With respect to how MFN2 dysfunction might cause myopathy, in the first report of an MFN2-specific mouse muscle KO, the authors argued that mtDNA depletion was likely a key contributory factor because of reduced oxidative phosphorylation (18). However, more recent work linking MFN1 and OPA1 muscle deficiency to inflammation-mediated myopathy showed that blocking the inflammation was protective in these models (4, 19), arguing for a key role of inflammation in the muscle pathology caused by impaired mitochondrial fusion. Mechanistically, inflammation in the muscle cell niche can lead to myopathy and interfere with muscle stem cell populations (60), as well as affect the expression of myogenic genes (61). Meanwhile, NF-κB, a proinflammatory cytokine that is downstream of TLR9 signalling, can cause muscle wasting in mice (62). Building on these findings, it is tempting to speculate that mtDNA-mediated inflammation may also be relevant to idiopathic inflammatory myopathies, a heterogeneous group of autoimmune disorders with varying clinical manifestations, primarily defined by muscle weakness (63, 64). In this regard, we speculate that the mtDNA-mediated inflammation discovered in Q367H patient-derived cells is contributing to the patient myopathy.

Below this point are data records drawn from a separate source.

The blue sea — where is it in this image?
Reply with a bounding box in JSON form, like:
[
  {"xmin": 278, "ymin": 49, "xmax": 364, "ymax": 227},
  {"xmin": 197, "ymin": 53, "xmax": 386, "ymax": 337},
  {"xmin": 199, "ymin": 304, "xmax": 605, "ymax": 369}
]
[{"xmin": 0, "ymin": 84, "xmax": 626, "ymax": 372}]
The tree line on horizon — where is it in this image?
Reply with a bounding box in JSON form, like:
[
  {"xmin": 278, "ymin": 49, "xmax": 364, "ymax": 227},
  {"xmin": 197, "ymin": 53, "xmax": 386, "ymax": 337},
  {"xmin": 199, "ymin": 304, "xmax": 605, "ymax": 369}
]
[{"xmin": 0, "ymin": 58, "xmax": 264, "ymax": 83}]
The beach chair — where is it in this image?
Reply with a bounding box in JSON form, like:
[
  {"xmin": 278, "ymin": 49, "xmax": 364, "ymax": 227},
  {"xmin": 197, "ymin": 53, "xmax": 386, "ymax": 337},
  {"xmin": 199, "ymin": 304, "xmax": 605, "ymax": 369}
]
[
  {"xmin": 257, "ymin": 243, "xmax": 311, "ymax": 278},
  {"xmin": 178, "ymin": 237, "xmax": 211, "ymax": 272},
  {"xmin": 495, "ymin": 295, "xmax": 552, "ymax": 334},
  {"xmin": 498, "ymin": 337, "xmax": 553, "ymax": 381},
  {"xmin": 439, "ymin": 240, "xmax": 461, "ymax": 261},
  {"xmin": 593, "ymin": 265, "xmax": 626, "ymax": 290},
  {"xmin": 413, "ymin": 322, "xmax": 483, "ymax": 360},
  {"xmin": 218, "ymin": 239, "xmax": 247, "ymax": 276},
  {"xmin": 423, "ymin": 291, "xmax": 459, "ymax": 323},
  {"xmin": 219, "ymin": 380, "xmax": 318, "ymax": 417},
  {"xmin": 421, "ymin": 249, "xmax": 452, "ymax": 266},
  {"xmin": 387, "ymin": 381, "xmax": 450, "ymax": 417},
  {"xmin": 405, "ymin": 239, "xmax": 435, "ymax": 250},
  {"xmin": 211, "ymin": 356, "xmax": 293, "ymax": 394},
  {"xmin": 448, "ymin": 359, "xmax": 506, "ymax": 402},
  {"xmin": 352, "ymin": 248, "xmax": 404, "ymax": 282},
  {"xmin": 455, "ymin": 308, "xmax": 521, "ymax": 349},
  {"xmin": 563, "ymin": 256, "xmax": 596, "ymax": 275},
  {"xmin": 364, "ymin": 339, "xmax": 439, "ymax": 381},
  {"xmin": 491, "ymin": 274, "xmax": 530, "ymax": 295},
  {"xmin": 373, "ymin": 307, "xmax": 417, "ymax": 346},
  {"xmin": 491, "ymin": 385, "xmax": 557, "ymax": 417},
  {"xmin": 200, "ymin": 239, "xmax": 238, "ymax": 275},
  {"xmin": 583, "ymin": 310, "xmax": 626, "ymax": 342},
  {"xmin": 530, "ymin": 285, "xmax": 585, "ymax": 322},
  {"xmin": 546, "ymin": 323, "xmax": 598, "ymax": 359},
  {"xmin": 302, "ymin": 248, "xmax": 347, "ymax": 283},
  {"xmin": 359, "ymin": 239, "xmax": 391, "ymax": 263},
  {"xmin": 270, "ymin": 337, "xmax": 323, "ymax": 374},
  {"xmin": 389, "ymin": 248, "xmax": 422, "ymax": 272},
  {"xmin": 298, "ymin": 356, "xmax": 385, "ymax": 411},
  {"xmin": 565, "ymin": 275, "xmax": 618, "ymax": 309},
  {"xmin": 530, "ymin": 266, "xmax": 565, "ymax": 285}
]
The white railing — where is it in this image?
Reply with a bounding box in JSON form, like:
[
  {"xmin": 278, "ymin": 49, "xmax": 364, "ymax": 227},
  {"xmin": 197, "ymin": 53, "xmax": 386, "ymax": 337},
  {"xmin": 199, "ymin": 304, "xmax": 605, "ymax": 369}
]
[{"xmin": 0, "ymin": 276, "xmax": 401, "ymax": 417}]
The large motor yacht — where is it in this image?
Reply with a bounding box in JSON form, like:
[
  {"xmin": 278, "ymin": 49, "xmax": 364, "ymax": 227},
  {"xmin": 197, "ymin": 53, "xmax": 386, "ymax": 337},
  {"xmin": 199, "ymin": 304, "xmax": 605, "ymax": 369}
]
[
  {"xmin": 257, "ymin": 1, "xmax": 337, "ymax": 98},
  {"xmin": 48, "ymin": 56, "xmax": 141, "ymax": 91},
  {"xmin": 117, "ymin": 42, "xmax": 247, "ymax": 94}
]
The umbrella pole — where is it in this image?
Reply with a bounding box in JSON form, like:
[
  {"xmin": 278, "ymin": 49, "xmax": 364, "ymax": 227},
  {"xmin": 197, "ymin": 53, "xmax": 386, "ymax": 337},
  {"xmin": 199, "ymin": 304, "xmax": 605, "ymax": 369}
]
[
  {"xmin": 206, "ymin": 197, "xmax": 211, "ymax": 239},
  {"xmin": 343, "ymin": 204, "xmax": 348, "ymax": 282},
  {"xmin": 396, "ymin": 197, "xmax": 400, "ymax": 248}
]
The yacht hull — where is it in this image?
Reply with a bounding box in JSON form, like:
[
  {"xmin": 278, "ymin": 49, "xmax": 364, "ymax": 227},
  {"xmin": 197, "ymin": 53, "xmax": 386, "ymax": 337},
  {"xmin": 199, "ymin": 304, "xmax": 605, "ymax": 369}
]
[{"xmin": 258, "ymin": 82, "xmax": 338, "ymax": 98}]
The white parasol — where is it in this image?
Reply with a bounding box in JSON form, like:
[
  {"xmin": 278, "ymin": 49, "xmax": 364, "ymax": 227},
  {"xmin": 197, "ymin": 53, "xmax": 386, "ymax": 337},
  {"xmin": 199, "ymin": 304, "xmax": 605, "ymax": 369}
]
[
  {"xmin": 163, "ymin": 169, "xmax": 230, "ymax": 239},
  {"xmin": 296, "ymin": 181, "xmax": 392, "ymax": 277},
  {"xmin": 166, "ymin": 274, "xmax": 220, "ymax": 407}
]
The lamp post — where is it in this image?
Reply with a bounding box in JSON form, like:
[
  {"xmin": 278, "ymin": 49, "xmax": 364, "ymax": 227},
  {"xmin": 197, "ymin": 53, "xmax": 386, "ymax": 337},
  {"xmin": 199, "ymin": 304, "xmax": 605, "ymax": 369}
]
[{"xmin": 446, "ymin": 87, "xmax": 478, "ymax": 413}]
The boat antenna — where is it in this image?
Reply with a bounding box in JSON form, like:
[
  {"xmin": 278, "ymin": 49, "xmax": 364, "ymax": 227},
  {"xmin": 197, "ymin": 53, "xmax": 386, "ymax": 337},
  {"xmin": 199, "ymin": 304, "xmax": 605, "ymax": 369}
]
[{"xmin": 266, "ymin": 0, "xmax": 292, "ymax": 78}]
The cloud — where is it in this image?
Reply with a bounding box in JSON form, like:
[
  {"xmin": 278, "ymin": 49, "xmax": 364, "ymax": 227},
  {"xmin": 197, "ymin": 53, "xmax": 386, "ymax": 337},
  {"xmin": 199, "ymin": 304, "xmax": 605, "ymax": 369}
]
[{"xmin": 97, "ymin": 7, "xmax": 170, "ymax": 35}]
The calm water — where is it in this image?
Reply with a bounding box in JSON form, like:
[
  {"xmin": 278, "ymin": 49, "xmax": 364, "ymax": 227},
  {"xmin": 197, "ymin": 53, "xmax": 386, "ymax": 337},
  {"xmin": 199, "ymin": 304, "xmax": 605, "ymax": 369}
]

Although MFN1 and OPA1 deficiency can cause inflammatory myopathy in mouse muscle KO models, the role of mtDNA-mediated inflammation in MFN2 pathology has not been fully explored. While a mouse knock-in model of the MFN2 K357T variant is linked to augmented neuroinflammation in response to LPS treatment, the role of mtDNA was not investigated (65). Our findings linking the MFN2 Q367H variant to mtDNA release and inflammation thus provide a novel disease mechanism for MFN2 dysfunction. Moreover, although our findings are relevant to the myopathy phenotype in muscle, it is also possible that mtDNA-mediated inflammation contributes to peripheral neuropathy in neurons. Intriguingly, peripheral neuropathy is a common phenotype of several DNA damaging agents (66, 67, 68, 69, 70), such as doxorubicin, which can damage mtDNA and lead to mtDNA-mediated cGAS-STING inflammation (71).

In summary, we observed elevated mtDNA-mediated TLR9/NF-κB and cGAS-STING inflammatory signalling in a patient harbouring the uncharacterized MFN2 Q367H variant who displayed late-onset myopathy as a standalone phenotype. Moreover, functional analyses of patient fibroblasts provided several lines of evidence consistent with MFN2 dysfunction. Critically, the characterization of transdifferentiated myoblasts and the elucidation of a novel link to mtDNA-mediated inflammation may mechanistically explain the myopathy phenotype in the patient.

Materials and Methods

Ethics statement

The patient provided written informed consent for participation in research and consented to the publication of this report. He was provided with a copy of the draft article before submission. Genetic sequencing and human tissue studies with this participant were part of research protocols (REB15-2763 and REB17-0850) approved by the Conjoint Health Research Ethics Board at the University of Calgary.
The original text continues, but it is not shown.